Hawking’in çocukluk yıllarında oldukça mütevazi bir hayatı vardı. 4 çocuklu bir ailenin en büyük çocuğu olarak İkinci Dünya Savaşı sırasında İngiltere’de dünyaya geldi. Kendi anlatışına göre, ders çalışmak için çok fazla zaman harcamadı. Derslerine az zaman harcasa da onur derecesiyle mezun olmasının ardından Cambridge Üniversitesi’nde kozmoloji alanında doktoraya kabul edildi. Hawking ve evren hakkındaki düşündürücü teorilerine ilişkin çok şey yazıldı. Yalnızca çalışmalarıyla değil, aynı zamanda ciddi bir engelin üstesinden gelme kararlılığıyla da dünya çapında hayranlık topladı. ALS teşhisi konulduğunda en fazla iki yıl daha yaşayacağı söylense de 50 yıldan daha uzun süre hayatta kaldı. Hawking, engeli ile ilgili hafızalarda yer eden şu cümleleri sarf etmişti:
“Engelliyseniz, muhtemelen bu sizin suçunuz değildir. Ancak, bunun için dünyayı suçlayıp insanların size acımasını beklemek de iyi bir fikir değil. Olumlu bir tutum ile içinde bulunduğunuz durumdan en üst seviyede fayda sağlayabilirsiniz. Fiziksel olarak engelli olan biri bir de üstüne psikolojik olarak engelli olmayı kaldıramaz… Bilim, engelliler için son derece uygun bir alan çünkü zihinde gerçekleşiyor. Tabii işin deneysel kısmı zaten böyle insanlar için yapılıyor ama teorik kısmı neredeyse ideal. Yapamadığım şeyler teorik fizik alanında çalışırken önemli bir engel oluşturmadı, dahası aksi durumda dahil olmam gereken ders vermek ve idari işleri yerine getirmek gibi görevlerden kurtulmama yardımcı oldu.”
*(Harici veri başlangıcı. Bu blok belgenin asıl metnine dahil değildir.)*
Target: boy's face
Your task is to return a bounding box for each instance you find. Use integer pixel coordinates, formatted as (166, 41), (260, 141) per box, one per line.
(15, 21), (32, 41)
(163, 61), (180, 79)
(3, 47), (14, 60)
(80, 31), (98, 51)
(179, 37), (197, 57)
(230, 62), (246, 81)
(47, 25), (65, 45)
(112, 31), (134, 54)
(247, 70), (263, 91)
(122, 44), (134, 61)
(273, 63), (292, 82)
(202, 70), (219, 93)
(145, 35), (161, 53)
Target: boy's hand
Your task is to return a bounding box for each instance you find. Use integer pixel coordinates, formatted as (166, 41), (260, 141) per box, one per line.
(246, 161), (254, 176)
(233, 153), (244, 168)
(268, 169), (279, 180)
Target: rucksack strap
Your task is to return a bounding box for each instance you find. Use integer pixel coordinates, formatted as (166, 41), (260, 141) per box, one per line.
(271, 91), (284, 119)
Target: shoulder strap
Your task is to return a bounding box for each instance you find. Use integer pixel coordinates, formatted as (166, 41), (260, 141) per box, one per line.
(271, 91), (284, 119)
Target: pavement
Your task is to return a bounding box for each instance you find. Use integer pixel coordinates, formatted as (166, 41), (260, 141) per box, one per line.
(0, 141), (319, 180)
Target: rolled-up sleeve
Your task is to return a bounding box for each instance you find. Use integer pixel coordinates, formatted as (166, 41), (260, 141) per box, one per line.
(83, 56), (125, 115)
Hawking’in bu tutumunun zemininde engelleri için mazeret üretmeyi reddetmesi yatıyor. Eski eşi Jane Hawking’e göre, Stephen Hawking dünyaya kararlı ve inatçı bir bakış açısı ile bakıyordu. Zaten Hawking bütün dünyaya ne denli kararlı ve inatçı olduğunu kanıtlamadı mı?
Son olarak da Hawking’in kariyeri boyunca sergilediği mizah dolu ve alçakgönüllü yapısına da değinmek gerek. Hawking, önemli bir bilimsel keşif yaptığında kendini nasıl hissettiğini soran kişiye şu yanıtı vermişti:
“Seksle kıyaslayamam ama sanırım bunun orgazmı daha uzun sürüyor.”